Ancient 3,000-Year-Old Hymn Uncovers Musical links from India to Mediterranean in Bronze Age

The study compares the Hymn to Nikkal with the Rig Veda, one of India’s oldest sacred texts

Bronze Age

Over 3,000 years ago, in the bustling port city of Ugarit on the eastern Mediterranean coast, scribes etched a song into a clay tablet.

This piece, written in the Hurrian language and known as the Hymn to Nikkal, holds the distinction of being the oldest known musical score ever discovered.

According to reports, new research suggests this ancient composition may be far more significant than previously believed—possibly pointing to a shared global musical tradition in the Bronze Age.

The study, conducted by Dan C Baciu of the University of California, Santa Barbara, and published on Preprints.org, compares the Hymn to Nikkal with the Rig Veda, one of India’s oldest sacred texts.

Using advanced computer-assisted tools to map rhythm and melody, Baciu uncovered striking parallels between the two.

His findings revealed that one in every five verses of the Rig Veda ends with the same cadence—musical punctuation used to mark verse endings—as found in the Ugaritic hymn. Statistically, the chance of this occurring by coincidence is less than one in a million.

Two cadences dominate the Hymn to Nikkal: one simple, resembling a heartbeat, and another more intricate. According to Baciu, these same two rhythmic patterns are also present in the Rig Veda.

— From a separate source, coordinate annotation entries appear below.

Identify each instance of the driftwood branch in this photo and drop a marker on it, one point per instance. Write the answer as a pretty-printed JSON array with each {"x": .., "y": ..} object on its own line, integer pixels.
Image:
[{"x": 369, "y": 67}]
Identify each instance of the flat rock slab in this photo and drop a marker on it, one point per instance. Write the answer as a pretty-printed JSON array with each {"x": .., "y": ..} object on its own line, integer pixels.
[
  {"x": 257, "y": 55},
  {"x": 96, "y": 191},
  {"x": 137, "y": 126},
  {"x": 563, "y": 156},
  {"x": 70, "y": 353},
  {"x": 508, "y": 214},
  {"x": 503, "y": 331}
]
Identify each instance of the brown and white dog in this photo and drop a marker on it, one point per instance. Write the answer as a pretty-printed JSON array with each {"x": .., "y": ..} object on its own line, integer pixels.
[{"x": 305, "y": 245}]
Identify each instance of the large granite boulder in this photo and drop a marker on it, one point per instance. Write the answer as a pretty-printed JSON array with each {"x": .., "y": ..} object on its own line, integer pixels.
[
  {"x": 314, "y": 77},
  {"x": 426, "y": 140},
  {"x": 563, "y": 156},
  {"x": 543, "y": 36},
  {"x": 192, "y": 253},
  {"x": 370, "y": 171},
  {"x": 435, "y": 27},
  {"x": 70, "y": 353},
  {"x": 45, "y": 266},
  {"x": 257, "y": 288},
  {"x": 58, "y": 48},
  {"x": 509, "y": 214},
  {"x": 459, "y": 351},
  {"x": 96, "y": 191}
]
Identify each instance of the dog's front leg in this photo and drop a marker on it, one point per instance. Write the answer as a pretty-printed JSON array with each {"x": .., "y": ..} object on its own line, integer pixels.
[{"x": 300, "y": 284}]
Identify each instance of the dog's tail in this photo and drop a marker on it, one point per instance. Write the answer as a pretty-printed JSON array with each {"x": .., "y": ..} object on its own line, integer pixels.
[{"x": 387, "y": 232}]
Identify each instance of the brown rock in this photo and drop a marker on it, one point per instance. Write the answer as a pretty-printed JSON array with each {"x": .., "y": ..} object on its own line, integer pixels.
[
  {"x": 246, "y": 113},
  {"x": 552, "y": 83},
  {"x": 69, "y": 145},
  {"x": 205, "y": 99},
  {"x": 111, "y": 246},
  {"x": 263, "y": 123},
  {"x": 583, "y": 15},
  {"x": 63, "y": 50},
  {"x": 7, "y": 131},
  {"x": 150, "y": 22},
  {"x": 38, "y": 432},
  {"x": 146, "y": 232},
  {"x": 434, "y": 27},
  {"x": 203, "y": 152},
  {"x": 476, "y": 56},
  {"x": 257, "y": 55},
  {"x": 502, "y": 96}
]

The simpler cadence commonly ends verses, while the more complex is closely tied to the Triṣṭubh meter—a fundamental Vedic poetic structure. Baciu argues that this rhythmic duality reflects a conscious artistic decision.

Even more compelling than the rhythmic similarities are the shared melodic traits. Ancient commentaries on the Rig Veda describe its melodies as rising on accented syllables and then falling—a structure mirrored in the Ugaritic composition.

When digitally reconstructed, the two pieces resonate so closely that their musical kinship becomes unmistakable.

This unexpected connection raises fresh questions about the transmission of music across ancient civilizations. Ugarit, a strategic port city at the intersection of Mediterranean and Near Eastern trade routes, served as a cultural hub linking Mesopotamian, Anatolian, and Levantine traditions.

Scholars believe the Mitanni kingdom, a Hurrian-speaking Bronze Age state with ties to Indo-European cultures, may have acted as a conduit between Ugarit and the Indian subcontinent, facilitating the exchange of musical and poetic traditions.

Baciu’s research challenges long-held assumptions about the isolation of early musical cultures and suggests a deeper, shared heritage that spanned continents—even in antiquity.